Figure 6 shows a sample of the results, where the only missing object was the house in the top-right image, which was likely ignored due to the shadow. Other cases of undetected objects occurred because of mud or shadows obstructing object recognition. Nevertheless, the overall results were highly reliable, as objects were correctly identified and accurately labeled regardless of their shape and size. The image in the top-left shows a label named House 0.26, which is an example of object detection having a low confidence score, which often occurs when the object is at the edge of the image.

Figure 7 shows the YOLO-based classification for the image analyzed by the pixel-based approach (see Figure 4).

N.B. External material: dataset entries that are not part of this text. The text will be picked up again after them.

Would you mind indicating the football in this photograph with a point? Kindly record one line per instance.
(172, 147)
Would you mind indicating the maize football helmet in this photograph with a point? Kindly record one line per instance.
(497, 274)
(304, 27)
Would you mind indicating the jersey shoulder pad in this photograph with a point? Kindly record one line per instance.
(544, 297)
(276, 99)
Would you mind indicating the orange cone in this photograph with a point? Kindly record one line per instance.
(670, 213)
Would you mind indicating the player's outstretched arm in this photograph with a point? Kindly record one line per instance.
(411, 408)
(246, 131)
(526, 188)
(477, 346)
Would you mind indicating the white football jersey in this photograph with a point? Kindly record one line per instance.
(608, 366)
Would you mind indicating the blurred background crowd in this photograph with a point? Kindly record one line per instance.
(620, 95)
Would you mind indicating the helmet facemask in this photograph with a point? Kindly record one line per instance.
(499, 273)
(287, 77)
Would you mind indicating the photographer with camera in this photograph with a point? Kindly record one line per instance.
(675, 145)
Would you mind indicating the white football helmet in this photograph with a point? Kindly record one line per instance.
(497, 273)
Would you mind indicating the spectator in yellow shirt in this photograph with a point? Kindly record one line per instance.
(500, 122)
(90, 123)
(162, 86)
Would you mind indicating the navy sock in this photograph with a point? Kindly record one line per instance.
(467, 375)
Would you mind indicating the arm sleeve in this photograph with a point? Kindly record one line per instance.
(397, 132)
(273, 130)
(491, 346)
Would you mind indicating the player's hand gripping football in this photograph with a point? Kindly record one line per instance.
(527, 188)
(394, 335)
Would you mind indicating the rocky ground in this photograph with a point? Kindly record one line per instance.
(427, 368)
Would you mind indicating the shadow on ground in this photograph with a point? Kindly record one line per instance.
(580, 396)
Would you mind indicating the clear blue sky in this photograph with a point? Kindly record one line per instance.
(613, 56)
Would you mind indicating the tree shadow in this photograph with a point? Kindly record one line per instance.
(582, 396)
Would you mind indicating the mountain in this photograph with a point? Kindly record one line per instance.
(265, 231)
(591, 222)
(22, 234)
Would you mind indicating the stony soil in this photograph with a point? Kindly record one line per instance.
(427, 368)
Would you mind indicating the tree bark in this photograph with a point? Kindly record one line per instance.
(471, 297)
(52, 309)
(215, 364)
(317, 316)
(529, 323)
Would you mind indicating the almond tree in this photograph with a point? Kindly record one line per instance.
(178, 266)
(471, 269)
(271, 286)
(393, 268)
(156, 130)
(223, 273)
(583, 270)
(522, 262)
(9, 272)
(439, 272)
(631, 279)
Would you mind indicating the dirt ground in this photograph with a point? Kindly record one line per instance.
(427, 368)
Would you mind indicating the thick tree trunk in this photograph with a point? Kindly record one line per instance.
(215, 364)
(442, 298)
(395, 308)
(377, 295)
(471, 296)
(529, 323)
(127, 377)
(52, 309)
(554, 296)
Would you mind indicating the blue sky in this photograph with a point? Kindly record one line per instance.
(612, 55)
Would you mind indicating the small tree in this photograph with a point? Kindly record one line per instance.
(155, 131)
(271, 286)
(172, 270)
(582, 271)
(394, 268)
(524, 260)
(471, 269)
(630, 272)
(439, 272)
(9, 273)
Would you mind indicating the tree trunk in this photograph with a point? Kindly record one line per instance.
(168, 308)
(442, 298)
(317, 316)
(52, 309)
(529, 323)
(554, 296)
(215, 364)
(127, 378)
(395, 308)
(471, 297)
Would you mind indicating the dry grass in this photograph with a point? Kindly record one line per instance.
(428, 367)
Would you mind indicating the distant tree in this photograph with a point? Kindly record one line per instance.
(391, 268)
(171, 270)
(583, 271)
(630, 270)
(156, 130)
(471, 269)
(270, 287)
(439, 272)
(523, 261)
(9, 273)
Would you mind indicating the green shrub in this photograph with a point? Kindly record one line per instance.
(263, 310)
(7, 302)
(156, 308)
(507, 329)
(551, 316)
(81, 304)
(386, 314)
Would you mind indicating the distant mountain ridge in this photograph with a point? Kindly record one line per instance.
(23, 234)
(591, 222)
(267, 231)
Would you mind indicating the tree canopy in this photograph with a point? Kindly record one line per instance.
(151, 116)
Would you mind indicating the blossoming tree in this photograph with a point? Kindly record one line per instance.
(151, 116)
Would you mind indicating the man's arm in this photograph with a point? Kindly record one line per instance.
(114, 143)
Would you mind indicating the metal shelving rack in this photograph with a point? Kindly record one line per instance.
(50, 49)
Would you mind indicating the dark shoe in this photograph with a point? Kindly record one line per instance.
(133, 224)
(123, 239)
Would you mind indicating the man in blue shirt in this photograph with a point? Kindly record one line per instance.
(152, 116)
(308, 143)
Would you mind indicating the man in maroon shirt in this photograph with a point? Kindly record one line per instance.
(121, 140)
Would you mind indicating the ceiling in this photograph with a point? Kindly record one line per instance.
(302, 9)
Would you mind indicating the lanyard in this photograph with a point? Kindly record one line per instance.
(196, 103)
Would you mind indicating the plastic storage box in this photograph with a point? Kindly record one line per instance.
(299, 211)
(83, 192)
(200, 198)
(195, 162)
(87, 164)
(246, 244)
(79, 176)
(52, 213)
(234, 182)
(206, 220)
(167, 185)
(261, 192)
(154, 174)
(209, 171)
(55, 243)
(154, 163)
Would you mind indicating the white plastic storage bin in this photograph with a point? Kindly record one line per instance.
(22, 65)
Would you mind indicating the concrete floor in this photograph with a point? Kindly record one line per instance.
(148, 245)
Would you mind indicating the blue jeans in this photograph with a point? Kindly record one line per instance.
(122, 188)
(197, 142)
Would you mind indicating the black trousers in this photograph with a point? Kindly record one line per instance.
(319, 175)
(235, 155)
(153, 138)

In it, citrus groves and fields (or Land on the label) are correctly identified. Some small objects (see labels House and Tree) have a confidence score lower than 0.45 and would be filtered out in the post-processing phase.

Table 6 reports the mean values and the standard deviation values for accuracy, precision, recall and F1 score metrics obtained for each category, when running a 5-fold cross-validation for the dataset. Cross-validation was performed similarly to the previous pixel-based experiment. The low values for the standard deviation for accuracy across all categories show that the five models (one for each run of the five partitions) give comparable and consistent results. Wells have the highest value of standard deviation for the precision metric; this is due to the high color variability of wells. In terms of accuracy, olive groves and citrus groves perform very well and achieve the highest value, while houses and roads have the lowest. With respect to recall, the values are generally high, while roads have the lowest value. Low values for roads could be due to their highly variable shapes and the presence of unrecognized elements within them, such as isolated trees, mud, or grass. Still, roads achieve an accuracy above 73% and recall above 77%. Overall, all categories reach satisfactory performance levels, as the average accuracy is above 82%, precision is above 92% and recall is 89%.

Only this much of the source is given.